Can anyone suggest any methods or link to implementations of fast median finding for dynamic ranges in c++? For example, suppose that for iterations in my program the range grows, and I want to find the median at each run.
Range
4
3,4
8,3,4
2,8,3,4
7,2,8,3,4
So the above code would ultimately produce 5 median values for each line.
The best you can get without also keeping track of a sorted copy of your array is re-using the old median and updating this with a linear-time search of the next-biggest value. This might sound simple, however, there is a problem we have to solve.
Consider the following list (sorted for easier understanding, but you keep them in an arbitrary order):
1, 2, 3, 3, 3, 4, 5
// *
So here, the median is 3
(the middle element since the list is sorted). Now if you add a number which is greater than the median, this potentially "moves" the median to the right by one half index. I see two problems: How can we advance by one half index? (Per definition, the median is the mean value of the next two values.) And how do we know at which 3
the median was, when we only know the median was 3
?
This can be solved by storing not only the current median but also the position of the median within the numbers of same value, here it has an "index offset" of 1
, since it's the second 3
. Adding a number greater than or equal to 3
to the list changes the index offset to 1.5
. Adding a number less than 3 changes it to 0.5
.
When this number becomes less than zero, the median changes.
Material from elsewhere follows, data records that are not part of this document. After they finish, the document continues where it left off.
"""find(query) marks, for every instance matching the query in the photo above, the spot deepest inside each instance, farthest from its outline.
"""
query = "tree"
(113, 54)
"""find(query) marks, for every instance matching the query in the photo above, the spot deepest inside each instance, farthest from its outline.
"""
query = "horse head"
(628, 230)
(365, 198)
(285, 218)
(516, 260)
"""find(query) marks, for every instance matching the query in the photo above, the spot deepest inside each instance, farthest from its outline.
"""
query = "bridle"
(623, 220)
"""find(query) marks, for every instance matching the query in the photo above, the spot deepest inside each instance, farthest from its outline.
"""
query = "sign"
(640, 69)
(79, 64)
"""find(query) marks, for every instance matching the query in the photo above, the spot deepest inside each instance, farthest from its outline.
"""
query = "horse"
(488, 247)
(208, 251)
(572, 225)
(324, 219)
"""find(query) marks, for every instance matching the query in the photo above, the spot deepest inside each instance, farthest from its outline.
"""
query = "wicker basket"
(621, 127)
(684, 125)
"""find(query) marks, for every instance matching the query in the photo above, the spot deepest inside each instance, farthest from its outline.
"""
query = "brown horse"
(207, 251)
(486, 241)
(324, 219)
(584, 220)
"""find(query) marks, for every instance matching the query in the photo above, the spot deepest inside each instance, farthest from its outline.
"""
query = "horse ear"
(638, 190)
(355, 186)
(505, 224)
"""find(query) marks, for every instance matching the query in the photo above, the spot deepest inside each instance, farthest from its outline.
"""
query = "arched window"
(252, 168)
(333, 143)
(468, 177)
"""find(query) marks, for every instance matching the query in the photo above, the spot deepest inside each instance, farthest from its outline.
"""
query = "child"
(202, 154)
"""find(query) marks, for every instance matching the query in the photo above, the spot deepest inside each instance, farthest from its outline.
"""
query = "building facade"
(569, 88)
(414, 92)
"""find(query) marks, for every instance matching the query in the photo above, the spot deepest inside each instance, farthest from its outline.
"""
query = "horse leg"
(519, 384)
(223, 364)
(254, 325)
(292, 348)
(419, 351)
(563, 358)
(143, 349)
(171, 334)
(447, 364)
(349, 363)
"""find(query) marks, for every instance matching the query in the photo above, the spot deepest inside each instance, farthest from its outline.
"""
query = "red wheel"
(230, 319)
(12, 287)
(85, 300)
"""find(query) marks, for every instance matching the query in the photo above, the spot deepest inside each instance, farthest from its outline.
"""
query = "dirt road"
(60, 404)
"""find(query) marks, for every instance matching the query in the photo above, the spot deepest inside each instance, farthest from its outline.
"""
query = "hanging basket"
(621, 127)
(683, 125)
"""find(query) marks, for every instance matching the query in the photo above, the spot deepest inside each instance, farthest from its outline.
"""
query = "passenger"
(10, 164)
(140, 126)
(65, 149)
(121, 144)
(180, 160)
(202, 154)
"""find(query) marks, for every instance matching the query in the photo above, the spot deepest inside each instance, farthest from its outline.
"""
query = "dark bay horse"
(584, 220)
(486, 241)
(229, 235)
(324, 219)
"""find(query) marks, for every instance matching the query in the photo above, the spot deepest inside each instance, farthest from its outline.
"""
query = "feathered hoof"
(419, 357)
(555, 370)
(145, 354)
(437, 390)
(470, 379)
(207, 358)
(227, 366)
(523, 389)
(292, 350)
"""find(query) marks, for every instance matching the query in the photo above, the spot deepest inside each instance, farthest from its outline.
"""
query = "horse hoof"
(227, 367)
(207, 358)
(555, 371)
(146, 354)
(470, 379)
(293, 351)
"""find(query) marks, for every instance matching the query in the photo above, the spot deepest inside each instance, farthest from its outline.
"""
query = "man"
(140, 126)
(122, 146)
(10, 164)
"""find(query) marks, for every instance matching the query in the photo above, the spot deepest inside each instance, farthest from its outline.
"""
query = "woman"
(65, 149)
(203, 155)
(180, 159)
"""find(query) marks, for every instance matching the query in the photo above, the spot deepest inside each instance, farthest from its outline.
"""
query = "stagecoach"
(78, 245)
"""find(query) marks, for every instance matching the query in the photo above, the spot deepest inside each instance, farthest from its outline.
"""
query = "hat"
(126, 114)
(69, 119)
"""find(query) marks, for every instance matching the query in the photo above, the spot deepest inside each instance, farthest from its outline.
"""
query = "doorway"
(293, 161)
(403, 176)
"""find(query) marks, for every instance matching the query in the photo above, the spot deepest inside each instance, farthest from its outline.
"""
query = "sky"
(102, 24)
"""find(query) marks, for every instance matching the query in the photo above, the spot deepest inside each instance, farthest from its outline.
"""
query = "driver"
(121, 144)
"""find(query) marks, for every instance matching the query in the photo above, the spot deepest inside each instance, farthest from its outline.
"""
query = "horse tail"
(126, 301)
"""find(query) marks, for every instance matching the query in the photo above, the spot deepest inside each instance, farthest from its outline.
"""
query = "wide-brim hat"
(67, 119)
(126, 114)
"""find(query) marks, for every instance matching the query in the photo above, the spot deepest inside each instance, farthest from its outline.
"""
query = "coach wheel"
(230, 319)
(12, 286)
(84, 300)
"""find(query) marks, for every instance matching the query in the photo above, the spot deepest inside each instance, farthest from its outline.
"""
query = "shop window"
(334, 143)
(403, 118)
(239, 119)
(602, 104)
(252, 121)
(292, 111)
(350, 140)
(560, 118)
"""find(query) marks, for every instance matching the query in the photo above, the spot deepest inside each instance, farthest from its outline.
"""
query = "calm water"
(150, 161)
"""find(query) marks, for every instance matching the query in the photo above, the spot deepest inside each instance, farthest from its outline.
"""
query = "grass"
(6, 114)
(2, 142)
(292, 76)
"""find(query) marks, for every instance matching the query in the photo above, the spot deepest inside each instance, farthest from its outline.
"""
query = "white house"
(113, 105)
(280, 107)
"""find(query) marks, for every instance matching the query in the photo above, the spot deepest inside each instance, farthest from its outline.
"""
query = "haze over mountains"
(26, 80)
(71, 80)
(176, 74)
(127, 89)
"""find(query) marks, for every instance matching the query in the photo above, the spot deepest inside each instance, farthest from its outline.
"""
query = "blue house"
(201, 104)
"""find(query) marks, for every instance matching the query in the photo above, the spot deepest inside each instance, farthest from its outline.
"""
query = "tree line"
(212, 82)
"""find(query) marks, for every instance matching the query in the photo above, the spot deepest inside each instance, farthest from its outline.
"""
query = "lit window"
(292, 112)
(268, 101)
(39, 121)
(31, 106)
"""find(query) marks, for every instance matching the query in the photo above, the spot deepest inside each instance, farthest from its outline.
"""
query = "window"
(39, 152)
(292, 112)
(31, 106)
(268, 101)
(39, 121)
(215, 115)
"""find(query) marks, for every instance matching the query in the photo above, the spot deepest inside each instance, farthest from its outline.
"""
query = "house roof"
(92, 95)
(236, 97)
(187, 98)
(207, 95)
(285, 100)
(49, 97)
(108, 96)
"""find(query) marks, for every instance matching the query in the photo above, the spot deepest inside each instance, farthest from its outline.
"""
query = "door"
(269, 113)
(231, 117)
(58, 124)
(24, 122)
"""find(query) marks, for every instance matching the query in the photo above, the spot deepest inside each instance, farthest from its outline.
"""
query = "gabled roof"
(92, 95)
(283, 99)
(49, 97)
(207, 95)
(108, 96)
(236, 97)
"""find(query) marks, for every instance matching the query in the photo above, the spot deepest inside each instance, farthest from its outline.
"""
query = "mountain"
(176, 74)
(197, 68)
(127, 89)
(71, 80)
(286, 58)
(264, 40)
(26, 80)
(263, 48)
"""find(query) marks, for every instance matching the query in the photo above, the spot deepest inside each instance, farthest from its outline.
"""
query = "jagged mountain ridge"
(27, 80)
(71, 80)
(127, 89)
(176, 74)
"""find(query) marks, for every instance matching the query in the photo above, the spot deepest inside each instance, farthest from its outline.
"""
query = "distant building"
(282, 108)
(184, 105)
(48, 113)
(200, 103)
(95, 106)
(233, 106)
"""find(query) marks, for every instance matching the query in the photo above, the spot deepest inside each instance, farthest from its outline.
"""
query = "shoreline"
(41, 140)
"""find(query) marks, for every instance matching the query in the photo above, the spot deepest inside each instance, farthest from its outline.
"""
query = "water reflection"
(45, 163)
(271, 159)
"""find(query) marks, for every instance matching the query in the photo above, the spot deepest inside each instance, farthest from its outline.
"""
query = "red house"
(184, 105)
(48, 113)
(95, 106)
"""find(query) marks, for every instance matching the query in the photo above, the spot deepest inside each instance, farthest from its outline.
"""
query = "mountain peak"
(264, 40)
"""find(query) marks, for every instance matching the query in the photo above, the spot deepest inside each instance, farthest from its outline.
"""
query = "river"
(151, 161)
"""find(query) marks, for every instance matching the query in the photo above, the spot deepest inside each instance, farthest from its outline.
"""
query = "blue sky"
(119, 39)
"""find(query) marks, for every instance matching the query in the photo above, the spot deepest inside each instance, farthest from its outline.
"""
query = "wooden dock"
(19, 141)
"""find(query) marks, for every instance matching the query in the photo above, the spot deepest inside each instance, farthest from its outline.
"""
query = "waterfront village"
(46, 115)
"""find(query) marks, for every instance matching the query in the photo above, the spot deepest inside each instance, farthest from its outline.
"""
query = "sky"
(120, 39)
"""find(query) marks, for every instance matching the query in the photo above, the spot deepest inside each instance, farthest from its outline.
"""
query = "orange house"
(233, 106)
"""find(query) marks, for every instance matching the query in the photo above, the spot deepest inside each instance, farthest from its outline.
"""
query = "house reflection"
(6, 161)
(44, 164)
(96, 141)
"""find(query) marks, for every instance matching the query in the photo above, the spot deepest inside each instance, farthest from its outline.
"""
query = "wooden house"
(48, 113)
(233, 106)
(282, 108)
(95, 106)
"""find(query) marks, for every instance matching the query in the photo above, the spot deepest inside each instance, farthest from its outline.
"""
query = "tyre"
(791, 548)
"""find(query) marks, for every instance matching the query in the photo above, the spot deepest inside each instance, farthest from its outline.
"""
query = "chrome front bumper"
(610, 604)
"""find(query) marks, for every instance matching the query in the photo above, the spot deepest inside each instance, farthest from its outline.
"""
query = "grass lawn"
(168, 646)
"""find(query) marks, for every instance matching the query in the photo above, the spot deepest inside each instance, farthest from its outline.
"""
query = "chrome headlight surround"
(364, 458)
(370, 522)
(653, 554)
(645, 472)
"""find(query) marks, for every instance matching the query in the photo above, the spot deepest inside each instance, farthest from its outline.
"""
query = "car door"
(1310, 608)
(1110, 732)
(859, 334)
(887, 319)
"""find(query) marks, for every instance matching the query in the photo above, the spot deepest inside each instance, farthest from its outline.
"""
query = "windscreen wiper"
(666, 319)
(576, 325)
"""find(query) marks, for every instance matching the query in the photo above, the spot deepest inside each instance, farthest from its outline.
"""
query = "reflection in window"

It also have to change if it goes beyond the count of equal numbers (minus 1
), in this case 2
, meaning the new median is more than the last equal number. In both cases, you have to search for the next smaller / next greater number and update the median value. To always know what the upper limit for the index offset is (in this case 2
), you also have to keep track of the count of equal numbers.
This should give you a rough idea of how to implement median updating in linear time.